# Where are the phosphates coming from?



## Simpte 27 (Jul 16, 2004)

This BBA is really annoying! Just when I think I have got it, there it is. I trim my plants, tried H2O2, switched to R.O. (PH is 7.1 KH is 5.5), But its now growing on a few pieces of gravel! What are the requirements of this stuff? How to get rid of it? I'm hooking up a second DIY CO2 generator. Maybe that will help.

If the plants out compete the algae for nutrients...will the algae eventually die off and fade away?


----------



## paul236313 (Jul 23, 2004)

most of the planted tanks we have grow algae its keeping it under control is the key well your phosphates can be coming from your fish during feeding or overfeeding if you foreground is covered algae will not get a chance to grow i have many open area's in my substrate where algae will grow after a long time like green hair looks nice sometimes you can get rid of this easy by moving substrate around mixing the bottom to the top until i have my foreground covered i know i will have to deal with this at times now its getting more under control just introduced more plants but my opinion is to clean all your algae good when it comes back clean the wall good even get crazy and clean you filter tubes helps alot and let is grow in your substrate in one section and leave it it wont get out of hand this way until you cover your foreground and keep everything in balance


----------



## Error (Apr 16, 2004)

The key to getting rid of most algae in my experience has been healthy plants.

What are your other tank specs? P is very probably not your issue.


----------



## Bert H (Mar 2, 2004)

As Error said, healthy, growing plants will take over algae. Why did you switch to RO - you're removing minerals the plants will need. Make sure your diy co2 is providing enough and providing it stably enough for your plants. You might try using Excel. There is anecdotal evidence showing Excel will stop filamentous algaes.
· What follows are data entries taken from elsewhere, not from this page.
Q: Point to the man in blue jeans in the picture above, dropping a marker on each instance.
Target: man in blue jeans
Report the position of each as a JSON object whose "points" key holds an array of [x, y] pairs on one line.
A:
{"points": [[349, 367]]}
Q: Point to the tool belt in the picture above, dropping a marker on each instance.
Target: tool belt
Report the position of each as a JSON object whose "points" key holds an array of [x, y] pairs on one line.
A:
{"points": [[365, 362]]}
A while ago Art posted a thread where he revived an algae infested mess of a tank to full glory by doing all the stuff people talk about. You might try to find the thread here and read it over. It was really quite an amazing change! To paraphrase Tom, 'provide the plants with what they need, and the rest will take care of itself.'

HTH.


----------



## Simpte 27 (Jul 16, 2004)

I switched to R.O. becuase my water was extremely hard (PH approx 9, GH approx 28, and KH approx 18). I have boosted my CO2 levels recently (approx 17ppm and climbing). The plants are doing well themselves, they are growing well, even the banana plant which had lost all its leaves have grown 3 new ones in 3 days. But my crypts have got BBA on them now. All plants ar pearling but my anacharis (which coincidentaly doesn have BBA). My fish seem happier than ever. My cories laid eggs for 3 days. (Havent done that in over a year). I use Tetra's Floral pride liquid fert every 3rd day. (10 ml). No kit to test for Nitrates, and fert levels yet. Substrate is Eco- complete. Will look for that thread also.


----------